日本と中国において、私たちが関わる空間の多くは、店舗、フードコート、商業施設、モール、アウトレット、そしてレジデンスといった多様な領域に及ぶ。それぞれの空間には、地域特性や文化的背景、消費者行動の違いが反映され、求められる体験の在り方も異なる。たとえば、日本の都市型モールでは、効率的な回遊動線とストレスのない購買体験が重視される一方、中国の新興都市では、「映える」空間演出やデジタルインタラクションによって滞在時間を延ばす工夫が求められる。
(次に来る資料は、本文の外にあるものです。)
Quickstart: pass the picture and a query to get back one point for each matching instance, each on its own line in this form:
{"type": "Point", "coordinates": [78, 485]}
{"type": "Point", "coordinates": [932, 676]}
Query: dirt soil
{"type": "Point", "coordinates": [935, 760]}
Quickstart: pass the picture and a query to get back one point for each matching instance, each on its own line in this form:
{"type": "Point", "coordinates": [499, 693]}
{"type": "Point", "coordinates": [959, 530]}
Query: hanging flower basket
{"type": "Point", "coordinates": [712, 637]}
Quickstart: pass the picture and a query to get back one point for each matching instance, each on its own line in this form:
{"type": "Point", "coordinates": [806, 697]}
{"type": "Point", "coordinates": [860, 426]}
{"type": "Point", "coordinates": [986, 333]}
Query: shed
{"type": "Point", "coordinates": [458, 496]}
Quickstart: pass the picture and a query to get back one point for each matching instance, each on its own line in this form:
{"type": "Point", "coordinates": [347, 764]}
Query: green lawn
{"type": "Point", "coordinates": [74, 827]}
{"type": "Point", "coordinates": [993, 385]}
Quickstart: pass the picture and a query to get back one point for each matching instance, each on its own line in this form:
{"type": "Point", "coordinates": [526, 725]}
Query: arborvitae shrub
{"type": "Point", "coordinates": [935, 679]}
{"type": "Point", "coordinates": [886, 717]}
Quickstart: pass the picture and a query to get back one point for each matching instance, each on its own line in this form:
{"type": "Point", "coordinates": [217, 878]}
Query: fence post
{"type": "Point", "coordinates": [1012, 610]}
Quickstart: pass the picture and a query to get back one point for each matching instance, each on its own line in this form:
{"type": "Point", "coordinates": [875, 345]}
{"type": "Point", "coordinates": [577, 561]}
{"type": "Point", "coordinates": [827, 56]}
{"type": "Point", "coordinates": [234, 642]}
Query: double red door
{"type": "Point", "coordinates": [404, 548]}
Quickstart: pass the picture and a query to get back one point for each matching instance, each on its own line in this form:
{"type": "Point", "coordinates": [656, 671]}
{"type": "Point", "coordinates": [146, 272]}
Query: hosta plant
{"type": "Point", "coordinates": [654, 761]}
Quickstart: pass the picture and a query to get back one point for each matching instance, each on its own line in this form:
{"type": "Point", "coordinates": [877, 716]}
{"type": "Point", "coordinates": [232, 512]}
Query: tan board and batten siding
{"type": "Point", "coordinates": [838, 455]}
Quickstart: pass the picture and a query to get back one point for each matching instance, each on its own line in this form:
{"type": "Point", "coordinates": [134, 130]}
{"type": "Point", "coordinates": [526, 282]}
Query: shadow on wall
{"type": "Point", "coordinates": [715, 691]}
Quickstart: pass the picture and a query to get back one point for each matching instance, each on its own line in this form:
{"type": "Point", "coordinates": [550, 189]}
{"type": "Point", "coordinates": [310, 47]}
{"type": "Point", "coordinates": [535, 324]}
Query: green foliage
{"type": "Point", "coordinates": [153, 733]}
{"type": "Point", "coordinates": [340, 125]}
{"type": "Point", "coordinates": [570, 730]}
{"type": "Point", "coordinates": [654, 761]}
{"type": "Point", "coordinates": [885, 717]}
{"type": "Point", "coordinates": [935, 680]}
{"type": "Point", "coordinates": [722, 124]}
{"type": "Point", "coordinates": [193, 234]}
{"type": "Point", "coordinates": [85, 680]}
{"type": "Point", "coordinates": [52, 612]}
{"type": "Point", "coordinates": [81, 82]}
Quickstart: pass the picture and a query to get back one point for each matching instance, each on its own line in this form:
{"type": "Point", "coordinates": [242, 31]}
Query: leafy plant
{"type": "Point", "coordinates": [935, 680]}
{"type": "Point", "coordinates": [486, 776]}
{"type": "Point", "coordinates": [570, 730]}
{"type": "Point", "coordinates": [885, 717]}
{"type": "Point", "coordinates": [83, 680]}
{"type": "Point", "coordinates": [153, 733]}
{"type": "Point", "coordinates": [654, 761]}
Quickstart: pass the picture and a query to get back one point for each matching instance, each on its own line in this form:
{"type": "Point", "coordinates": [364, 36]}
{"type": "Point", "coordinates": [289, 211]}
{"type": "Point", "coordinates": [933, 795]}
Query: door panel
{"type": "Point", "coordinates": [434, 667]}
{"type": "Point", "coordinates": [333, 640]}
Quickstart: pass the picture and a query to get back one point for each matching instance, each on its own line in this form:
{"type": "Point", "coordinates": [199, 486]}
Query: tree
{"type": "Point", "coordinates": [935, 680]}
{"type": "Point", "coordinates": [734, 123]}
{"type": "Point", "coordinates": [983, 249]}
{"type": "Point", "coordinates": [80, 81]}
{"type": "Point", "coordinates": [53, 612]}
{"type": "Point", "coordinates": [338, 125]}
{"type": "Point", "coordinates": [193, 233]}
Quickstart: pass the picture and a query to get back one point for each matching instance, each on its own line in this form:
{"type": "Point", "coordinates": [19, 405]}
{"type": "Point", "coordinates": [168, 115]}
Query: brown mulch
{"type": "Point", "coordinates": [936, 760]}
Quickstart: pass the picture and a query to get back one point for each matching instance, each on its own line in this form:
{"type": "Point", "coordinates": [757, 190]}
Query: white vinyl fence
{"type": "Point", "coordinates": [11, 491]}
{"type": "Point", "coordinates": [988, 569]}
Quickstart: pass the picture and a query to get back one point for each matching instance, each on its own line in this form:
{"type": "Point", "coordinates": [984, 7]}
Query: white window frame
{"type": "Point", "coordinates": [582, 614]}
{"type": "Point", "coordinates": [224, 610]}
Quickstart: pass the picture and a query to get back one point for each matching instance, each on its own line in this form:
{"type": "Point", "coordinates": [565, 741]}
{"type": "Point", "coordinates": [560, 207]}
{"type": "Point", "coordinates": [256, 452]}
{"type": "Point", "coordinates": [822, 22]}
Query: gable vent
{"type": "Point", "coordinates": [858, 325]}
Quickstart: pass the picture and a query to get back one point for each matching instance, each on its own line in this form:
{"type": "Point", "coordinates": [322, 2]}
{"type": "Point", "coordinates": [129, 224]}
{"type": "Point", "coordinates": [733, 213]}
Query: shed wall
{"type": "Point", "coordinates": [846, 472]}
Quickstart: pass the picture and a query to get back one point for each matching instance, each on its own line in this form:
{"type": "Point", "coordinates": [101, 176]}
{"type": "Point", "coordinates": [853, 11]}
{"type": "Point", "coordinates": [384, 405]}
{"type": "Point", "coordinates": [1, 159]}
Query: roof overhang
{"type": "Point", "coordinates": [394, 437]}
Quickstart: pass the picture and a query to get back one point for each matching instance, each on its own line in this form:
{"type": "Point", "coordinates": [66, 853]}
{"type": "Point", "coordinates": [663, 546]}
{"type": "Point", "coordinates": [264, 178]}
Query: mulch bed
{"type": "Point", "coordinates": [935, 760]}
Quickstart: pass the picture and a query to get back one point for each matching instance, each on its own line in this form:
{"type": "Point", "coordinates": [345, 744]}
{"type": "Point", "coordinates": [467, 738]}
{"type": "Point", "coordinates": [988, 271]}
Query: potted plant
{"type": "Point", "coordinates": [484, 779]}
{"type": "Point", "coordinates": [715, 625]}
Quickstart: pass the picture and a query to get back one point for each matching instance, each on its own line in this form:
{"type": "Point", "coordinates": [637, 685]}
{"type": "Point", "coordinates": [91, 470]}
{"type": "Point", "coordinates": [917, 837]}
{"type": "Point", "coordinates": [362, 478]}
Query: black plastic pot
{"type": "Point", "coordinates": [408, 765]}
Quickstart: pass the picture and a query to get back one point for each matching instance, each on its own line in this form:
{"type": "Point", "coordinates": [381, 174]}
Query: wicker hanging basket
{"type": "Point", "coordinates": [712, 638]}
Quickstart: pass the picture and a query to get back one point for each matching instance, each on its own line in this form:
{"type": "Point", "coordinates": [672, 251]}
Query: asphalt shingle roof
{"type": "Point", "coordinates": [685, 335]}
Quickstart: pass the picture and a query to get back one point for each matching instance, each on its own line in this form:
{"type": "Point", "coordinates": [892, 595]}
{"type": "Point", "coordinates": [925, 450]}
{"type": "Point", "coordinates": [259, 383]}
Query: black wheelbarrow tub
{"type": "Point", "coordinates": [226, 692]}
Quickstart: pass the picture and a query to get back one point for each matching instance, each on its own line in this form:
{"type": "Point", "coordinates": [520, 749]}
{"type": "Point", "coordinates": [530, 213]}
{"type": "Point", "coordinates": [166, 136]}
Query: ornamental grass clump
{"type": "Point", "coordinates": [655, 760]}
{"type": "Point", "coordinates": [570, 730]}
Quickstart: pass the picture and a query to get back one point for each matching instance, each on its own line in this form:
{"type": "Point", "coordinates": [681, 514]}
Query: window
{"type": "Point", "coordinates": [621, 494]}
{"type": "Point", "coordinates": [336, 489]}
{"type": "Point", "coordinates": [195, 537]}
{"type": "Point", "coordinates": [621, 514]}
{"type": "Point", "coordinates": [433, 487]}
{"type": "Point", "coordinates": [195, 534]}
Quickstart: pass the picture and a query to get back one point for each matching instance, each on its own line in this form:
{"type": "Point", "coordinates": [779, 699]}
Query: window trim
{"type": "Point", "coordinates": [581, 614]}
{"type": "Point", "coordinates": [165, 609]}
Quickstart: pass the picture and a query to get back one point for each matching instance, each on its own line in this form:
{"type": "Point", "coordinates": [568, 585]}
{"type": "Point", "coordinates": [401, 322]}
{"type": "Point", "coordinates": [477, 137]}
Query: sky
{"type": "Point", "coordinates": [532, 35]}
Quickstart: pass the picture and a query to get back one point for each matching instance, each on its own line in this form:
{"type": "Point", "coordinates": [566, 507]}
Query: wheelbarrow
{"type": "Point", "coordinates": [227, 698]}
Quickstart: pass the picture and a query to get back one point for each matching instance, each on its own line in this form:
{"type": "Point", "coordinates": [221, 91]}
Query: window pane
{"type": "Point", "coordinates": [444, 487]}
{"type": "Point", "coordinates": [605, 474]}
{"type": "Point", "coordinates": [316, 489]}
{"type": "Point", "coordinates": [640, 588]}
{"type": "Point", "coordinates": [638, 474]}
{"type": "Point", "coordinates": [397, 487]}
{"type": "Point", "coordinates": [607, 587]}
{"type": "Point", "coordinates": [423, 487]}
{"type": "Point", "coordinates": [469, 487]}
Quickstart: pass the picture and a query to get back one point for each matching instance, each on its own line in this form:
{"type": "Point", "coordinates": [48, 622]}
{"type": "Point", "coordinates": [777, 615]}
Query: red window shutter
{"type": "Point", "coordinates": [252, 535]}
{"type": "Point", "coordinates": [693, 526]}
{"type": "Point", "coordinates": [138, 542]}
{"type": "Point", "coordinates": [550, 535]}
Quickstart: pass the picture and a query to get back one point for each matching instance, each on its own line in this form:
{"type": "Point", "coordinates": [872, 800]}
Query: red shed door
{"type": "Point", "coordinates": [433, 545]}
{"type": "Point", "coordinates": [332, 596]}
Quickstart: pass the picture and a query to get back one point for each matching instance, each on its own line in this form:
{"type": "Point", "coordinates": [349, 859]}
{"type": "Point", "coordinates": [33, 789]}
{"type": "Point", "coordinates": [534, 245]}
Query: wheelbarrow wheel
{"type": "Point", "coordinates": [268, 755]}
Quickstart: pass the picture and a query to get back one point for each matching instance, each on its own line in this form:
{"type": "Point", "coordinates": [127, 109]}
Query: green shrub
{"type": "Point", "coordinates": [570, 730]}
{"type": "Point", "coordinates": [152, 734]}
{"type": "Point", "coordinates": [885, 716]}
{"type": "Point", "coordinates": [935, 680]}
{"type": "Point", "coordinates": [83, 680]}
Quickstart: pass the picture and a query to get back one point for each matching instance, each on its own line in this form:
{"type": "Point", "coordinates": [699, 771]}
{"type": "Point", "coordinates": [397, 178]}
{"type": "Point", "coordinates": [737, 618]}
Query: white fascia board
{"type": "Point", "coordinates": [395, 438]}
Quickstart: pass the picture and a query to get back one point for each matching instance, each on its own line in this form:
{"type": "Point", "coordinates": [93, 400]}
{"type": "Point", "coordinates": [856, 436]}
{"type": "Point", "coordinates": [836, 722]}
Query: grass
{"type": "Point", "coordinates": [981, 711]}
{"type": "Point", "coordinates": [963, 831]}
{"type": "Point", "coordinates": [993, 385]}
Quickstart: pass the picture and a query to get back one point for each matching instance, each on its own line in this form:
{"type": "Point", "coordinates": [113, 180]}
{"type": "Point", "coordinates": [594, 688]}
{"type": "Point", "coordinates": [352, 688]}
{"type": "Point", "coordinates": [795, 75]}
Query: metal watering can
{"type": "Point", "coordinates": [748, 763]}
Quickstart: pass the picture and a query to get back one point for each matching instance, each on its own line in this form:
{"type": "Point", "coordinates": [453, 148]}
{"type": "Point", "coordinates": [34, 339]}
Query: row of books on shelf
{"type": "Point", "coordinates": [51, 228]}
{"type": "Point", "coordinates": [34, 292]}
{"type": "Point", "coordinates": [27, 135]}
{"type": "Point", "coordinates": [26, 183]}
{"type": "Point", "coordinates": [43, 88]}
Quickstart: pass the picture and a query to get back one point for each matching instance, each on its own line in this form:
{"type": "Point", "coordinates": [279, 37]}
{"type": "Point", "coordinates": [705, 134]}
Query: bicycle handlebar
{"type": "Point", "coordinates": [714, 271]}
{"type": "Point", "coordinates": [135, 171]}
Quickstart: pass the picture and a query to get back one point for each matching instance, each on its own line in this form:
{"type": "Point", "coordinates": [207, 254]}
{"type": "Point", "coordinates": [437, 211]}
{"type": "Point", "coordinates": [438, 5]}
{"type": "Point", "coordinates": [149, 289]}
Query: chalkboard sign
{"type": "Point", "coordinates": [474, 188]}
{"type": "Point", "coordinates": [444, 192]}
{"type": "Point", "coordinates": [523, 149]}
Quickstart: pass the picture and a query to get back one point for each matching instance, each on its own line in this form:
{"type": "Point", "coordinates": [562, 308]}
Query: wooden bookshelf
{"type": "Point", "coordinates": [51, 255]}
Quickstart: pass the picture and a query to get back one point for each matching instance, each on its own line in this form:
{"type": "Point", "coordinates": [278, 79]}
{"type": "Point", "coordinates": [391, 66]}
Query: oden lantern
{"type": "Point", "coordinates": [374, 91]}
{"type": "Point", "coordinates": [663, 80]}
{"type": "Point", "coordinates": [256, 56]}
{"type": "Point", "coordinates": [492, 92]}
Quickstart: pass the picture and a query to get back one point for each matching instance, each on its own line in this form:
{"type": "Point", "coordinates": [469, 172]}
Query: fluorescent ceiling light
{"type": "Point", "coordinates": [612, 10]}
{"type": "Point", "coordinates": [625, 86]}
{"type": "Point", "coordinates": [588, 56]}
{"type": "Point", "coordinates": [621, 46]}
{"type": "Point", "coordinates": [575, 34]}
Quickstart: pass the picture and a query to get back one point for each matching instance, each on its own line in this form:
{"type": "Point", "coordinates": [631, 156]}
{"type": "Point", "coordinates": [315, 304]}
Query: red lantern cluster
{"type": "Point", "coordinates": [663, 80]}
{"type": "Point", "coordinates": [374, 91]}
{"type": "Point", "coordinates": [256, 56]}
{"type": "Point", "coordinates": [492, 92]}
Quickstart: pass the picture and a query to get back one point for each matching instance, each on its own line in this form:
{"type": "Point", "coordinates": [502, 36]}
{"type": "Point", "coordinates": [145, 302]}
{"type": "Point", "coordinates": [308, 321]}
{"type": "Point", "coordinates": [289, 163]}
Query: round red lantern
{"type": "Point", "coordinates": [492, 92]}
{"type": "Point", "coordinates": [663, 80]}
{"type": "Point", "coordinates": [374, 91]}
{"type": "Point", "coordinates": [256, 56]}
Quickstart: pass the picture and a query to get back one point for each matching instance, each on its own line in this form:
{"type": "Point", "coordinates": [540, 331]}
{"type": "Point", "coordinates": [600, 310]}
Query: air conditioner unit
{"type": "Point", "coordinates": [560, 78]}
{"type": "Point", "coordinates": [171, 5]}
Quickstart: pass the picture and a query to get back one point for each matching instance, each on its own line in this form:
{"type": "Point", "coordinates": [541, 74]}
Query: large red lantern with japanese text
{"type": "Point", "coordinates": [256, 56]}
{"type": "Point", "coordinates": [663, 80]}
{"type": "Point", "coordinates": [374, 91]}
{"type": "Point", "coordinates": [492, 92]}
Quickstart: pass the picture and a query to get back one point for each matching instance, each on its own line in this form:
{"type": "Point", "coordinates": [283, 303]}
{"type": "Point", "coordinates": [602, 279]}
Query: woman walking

同様に、フードコートでは日本ではファミリー層を意識した安心感ある導線と座席配置が重視され、中国では若年層をターゲットとしたトレンド性やSNS映えのある空間演出が鍵となる。アウトレットモールでは、訪れる人々が“発見”や“探索”の楽しさを体験できるよう、視線のコントロールやゾーニングが戦略的に設計される。
レジデンスにおいても、「暮らし方」そのものが異なる。日本では収納性や動線の合理性が重要視されるが、中国ではゲストを迎えるための共有空間や、家族内のプライバシーを保つゾーニングに関心が集まっている。このように空間体験のニーズは国によって異なり、単なるデザインの輸出では通用しない。
だからこそ、空間デザインは「誰のための体験を、どの文脈で、どう実現するか」という問いへの戦略的解答であるべきだ。色彩、照明、音環境、素材感、香り、動線、サイン計画など、すべての要素は「体験を設計するための手段」に他ならない。そしてそれらを一貫性あるストーリーに落とし込むことで、人々の行動と感情を導く空間体験が生まれる。
空間とは、ただの“箱”ではない。それは人の意識を動かし、購買意欲を高め、ブランドへの共感を生む「戦略の舞台装置」である。日本でも中国でも、空間デザインの本質は「体験価値の設計」であり、そこにこそグローバルに通用する空間クリエイションの本質があるといえるだろう。